De quelle manière notre définition du vol diffère tant de celle de la Torah ? Nous avons tendance à considérer le vol comme le fait de dérober de manière flagrante un objet à quelqu’un d‘autre. De nombreuses personnes ne trébuchent pas dans cette forme de vol. Le Talmud considère néanmoins le vol dans un sens bien plus large. Il voit le vol comme un moyen injustifié de priver notre prochain de ce qui lui appartient de manière légitime. En voici quelques exemples ; employer l’objet d’autrui sans sa permission expresse ; prendre l’objet de quelqu’un d’autre pour faire une plaisanterie ; emporter sans permission un objet peu onéreux, comme un échantillon de ketchup d’un restaurant, ou une serviette d’un hôtel. Les prochains mois, nous allons aborder en détail les nombreux aspects des lois liées au vol et développer un sens bien plus sophistiqué du respect de la propriété, de l’argent et de la vie privée de notre prochain.
Un certain nombre de Mitsvot de la Torah sont liées au vol. La source la plus connue se trouve dans les Dix Commandements ; la Torah nous prescrit : « Tu ne voleras point » (Lo Tignov)[2]. Il est moins connu que dans la Paracha Kédochim, la Torah nous prescrit aussi « Tu ne voleras point »[3]. Le Talmud explique que la Torah nous enseigne deux formes différentes de vol ; le vol dont il est question dans les Dix Commandements se réfère en réalité au kidnapping d’un individu[4]. Or, le vol mentionné dans la Paracha de Kédochim se réfère au vol d’un bien ou d’argent de quelqu’un autre. Les Rabbanim expliquent que le terme hébraïque employé pour le vol dans ce verset (la racine du terme est « Gonev ») fait référence à une forme spécifique de vol : le vol en secret, lorsque personne n’est présent.[5]Un exemple : lorsqu’un homme commet un cambriolage dans un logement où tout le monde est absent.

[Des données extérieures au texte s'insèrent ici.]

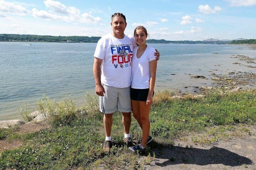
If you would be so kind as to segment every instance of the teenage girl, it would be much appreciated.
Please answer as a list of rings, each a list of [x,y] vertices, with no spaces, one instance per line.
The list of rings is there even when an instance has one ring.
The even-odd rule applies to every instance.
[[[146,43],[147,30],[143,26],[135,28],[134,34],[137,46],[133,48],[132,62],[132,84],[130,91],[133,116],[142,129],[142,139],[138,145],[130,147],[134,152],[141,152],[153,139],[149,135],[150,128],[149,114],[153,104],[157,62],[154,48]]]

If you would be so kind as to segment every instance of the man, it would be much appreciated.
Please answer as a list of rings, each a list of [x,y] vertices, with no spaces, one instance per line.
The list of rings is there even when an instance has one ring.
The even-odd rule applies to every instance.
[[[135,145],[130,135],[130,90],[133,50],[136,44],[133,37],[124,34],[127,23],[122,14],[113,15],[110,25],[112,33],[103,36],[98,42],[93,69],[95,91],[100,96],[100,110],[104,113],[106,137],[103,149],[106,151],[109,151],[112,145],[112,117],[117,110],[123,114],[124,141],[128,147]],[[156,51],[155,55],[158,56],[159,53]]]

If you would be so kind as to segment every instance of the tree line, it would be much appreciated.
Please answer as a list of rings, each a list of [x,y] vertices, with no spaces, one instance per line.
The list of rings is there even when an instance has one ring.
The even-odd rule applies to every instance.
[[[231,42],[230,44],[256,44],[256,39],[250,39],[244,40],[233,40]]]
[[[101,37],[87,36],[53,36],[29,34],[0,34],[0,41],[27,41],[67,42],[97,42]],[[203,44],[209,43],[202,41],[168,41],[165,39],[147,40],[149,44]],[[256,44],[256,39],[233,40],[230,44]]]
[[[89,37],[87,36],[52,36],[25,34],[0,34],[0,41],[97,42],[100,38],[100,37]]]

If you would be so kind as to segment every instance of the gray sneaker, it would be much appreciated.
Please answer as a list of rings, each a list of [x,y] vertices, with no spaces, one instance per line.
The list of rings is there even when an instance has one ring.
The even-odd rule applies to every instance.
[[[138,152],[139,153],[140,153],[143,151],[145,150],[146,150],[146,148],[145,147],[144,149],[141,149],[140,148],[140,147],[139,147],[139,145],[140,144],[139,144],[139,145],[136,145],[135,146],[133,146],[133,147],[129,147],[129,148],[128,149],[129,150],[130,150],[133,152]]]
[[[152,136],[150,136],[150,135],[149,135],[149,138],[148,138],[148,140],[147,141],[147,144],[146,145],[147,145],[149,144],[149,143],[153,141],[153,138],[152,137]]]
[[[128,147],[132,147],[135,146],[135,144],[133,141],[133,139],[130,137],[127,138],[124,138],[124,143],[127,145]]]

Deux versets plus tard, la Torah nous enjoint à nouveau de ne pas voler (Lo Tigzol).[6] Or, à cette occurrence, elle a recours à un autre mot hébraïque, dont la racine est « Guézel ». Les rabbins nous expliquent que ce terme décrit le vol en public. Par exemple, un homme qui vole une banque en présence d’autres personnes est coupable de Guézel.

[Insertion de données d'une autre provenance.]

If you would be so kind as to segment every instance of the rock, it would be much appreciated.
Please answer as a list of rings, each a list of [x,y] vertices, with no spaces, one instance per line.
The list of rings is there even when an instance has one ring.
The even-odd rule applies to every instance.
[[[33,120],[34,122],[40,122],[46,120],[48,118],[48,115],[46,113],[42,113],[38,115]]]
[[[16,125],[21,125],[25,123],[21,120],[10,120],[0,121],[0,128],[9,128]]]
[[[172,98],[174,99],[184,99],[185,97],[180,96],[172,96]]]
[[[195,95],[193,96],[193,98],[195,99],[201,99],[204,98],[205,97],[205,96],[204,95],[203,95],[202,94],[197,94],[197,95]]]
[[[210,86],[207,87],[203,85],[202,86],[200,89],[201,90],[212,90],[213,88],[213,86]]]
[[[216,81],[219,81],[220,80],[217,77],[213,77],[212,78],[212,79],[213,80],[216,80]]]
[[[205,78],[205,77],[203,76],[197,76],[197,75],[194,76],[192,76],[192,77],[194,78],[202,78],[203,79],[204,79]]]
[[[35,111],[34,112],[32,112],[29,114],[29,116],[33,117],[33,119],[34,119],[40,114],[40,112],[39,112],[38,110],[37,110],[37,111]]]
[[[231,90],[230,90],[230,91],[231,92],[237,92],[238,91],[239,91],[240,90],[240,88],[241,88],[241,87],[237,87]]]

Si on interroge quelqu’un sur la forme la plus grave de vol, le vol en secret ou le vol en public, il répondra certainement que voler publiquement est plus grave. Or, les Sages nous enseignent que voler en secret est plus répréhensible, pourquoi ? Ils expliquent qu’un voleur affiche un mépris flagrant pour la volonté de Hachem, car il bafoue ostensiblement le précepte de ne pas voler. Lorsque ce voleur vole en public, il indique de la même manière qu’il n’a aucune considération pour l’opinion des autres. Il ne redoute pas d’être considéré à leurs yeux de manière dégradante. Au contraire, un voleur qui vole uniquement en secret indique qu’il craint l’opinion des autres.
En conséquence, il fait preuve d’hypocrisie : il craint l’opinion des autres, mais n’a aucune considération pour l’avis de Hachem. Le voleur qui vole au grand jour est au moins cohérent dans son mépris de l’avis de Hachem et des autres sur lui.
La dernière forme de vol décrite dans la Torah se nomme « Ochek » qui se traduit par tricher vis-à-vis des autres. Cela se réfère à un homme qui refuser de payer à celui qui lui a prêté de l’argent, ou qui lui a donné des services en marchandise. Ochek est considéré moins sévèrement qu’un vol actif d’un objet appartenant à notre prochain.
[1] Baba Batra, 165a.
[2] Parachat Yitro, 20:13
[3] Kédochim, 19:11.
[4] Sanhédrin 86a - voir pour un développement de l’interdit de kidnapper et pour une explication sur comment les rabbins sont parvenus à la conclusion que le vol ici ne se réfère qu’au kidnapping.
[5] Baba Kama 79b.
[6] Kédochim, 19:13.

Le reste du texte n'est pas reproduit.